According to Ita Puspita Lena, a spokeswoman for the Bogor police: "Her testimony when she arrived at the police station was inconsistent and we received medical reports [letters from two doctors] from her husband that she suffers from mental illness.

"As a result, the decision was made to move her to Kramatjati Hospital that night for observation."

Following several days of observation, a medical team released a statement that they had found evidence that SM suffers from mental health issues including schizophrenia.

This information was passed to the police, but they are still holding her in hospital while they continue to investigate the case.

The police spokeswoman, Lena, said police are handling the case as sensitively as possible for fear of inflaming tensions within the local community.

Lena refused to confirm if SM is ethnically Chinese, in case this causes race riots.

Police in Bogor are wary that, as with Meliana's case, which prompted attacks on Buddhist temples, the Catholic community in Bogor could be similarly targeted.

In Meliana's case, the North Sumatra chapter of the conservative MUI issued a fatwa, or ruling on Islamic law, against her to build pressure on the police to continue the case. In Indonesia such rulings are not legally binding.

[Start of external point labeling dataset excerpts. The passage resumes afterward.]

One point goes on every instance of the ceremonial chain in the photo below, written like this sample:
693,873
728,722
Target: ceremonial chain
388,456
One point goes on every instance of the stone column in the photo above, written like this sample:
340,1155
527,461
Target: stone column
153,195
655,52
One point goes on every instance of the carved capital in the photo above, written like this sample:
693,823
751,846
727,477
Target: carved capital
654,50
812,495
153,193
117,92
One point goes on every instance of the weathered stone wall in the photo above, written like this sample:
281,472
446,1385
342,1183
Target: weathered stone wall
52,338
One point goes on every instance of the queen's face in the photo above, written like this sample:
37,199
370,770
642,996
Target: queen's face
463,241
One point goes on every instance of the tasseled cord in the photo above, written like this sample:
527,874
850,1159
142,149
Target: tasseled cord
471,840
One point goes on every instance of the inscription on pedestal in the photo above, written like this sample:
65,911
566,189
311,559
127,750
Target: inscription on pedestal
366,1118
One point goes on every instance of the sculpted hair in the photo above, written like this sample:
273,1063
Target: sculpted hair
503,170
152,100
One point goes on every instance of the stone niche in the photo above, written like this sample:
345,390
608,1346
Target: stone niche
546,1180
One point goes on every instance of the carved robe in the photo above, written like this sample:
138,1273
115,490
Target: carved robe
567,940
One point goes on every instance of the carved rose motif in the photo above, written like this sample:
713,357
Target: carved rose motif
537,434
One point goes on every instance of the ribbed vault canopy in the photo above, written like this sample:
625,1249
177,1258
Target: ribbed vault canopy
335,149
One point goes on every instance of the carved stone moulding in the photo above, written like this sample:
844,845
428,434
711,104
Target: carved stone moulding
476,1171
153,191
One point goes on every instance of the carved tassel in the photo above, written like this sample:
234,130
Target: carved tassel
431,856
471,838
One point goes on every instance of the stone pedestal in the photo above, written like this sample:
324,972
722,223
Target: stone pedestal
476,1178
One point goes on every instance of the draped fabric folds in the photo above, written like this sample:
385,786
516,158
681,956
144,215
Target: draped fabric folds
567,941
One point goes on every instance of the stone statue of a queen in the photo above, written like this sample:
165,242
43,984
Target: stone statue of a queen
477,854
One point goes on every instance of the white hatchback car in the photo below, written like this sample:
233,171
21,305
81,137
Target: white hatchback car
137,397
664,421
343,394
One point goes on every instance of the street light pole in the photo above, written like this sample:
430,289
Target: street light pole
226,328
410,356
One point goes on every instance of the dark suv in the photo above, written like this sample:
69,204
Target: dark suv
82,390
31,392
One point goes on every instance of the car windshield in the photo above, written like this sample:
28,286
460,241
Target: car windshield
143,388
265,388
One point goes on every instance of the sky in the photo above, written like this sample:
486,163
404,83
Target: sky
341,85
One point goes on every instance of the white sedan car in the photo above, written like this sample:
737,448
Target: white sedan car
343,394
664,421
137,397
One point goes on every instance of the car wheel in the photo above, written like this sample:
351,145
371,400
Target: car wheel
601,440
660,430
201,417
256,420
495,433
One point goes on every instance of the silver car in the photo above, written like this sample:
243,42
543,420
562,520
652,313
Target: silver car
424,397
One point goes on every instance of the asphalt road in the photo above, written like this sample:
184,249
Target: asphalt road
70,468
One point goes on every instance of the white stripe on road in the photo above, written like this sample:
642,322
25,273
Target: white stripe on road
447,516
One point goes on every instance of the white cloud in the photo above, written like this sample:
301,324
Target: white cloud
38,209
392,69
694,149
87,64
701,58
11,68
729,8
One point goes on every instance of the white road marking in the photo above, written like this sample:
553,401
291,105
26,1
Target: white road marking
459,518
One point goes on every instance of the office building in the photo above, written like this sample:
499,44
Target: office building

It's understood that no fatwa has been issued against SM, and the head of the Bogor chapter of the MUI, Ahmad Mukri Aji, was swiftly called to a press conference by the police where he appealed for calm, urging the local Muslim community to respect the legal process.

However one of the mosque's custodians, speaking on the condition of anonymity, told the Herald and The Age that, even without a fatwa, he hopes that the case against SM will continue in order to "satisfy local Muslim worshippers and protect them from these kinds of incidents in the future".

Usman highlights the similarities between Meliana's and SM's cases, and he is pessimistic about SM's prospects. "I would say 100 per cent there will be a guilty verdict."